Abitboring · 13/12/2023 14:29

LlynTegid · 13/12/2023 14:27

Some people just don't seem to engage with anything other than a phone call or face to face discussion. Nothing to do with age or time in a job it seems.

Perhaps they are two of them.

I have a rare example here. It's impossible to rely on a colleague to do or remember anything that was discussed on the phone. So I resorted to email to cover my own ass and I still get little to no engagement. I actually had to ask them to engage with me and now it works sometimes only.

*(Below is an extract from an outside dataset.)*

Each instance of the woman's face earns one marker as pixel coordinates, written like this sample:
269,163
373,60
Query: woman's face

Anisette · 13/12/2023 14:30

I get really quite irritated when my inbox fills up with unnecessary acknowledgements and thanks. We used to have an admin person who did this all the time, whilst also moaning about her workload, and no matter how often we used to tell her to cut back on unnecessary messages she just didn't get it. She's now left, and I must say I'm very happy with her successor's much more pared-back style.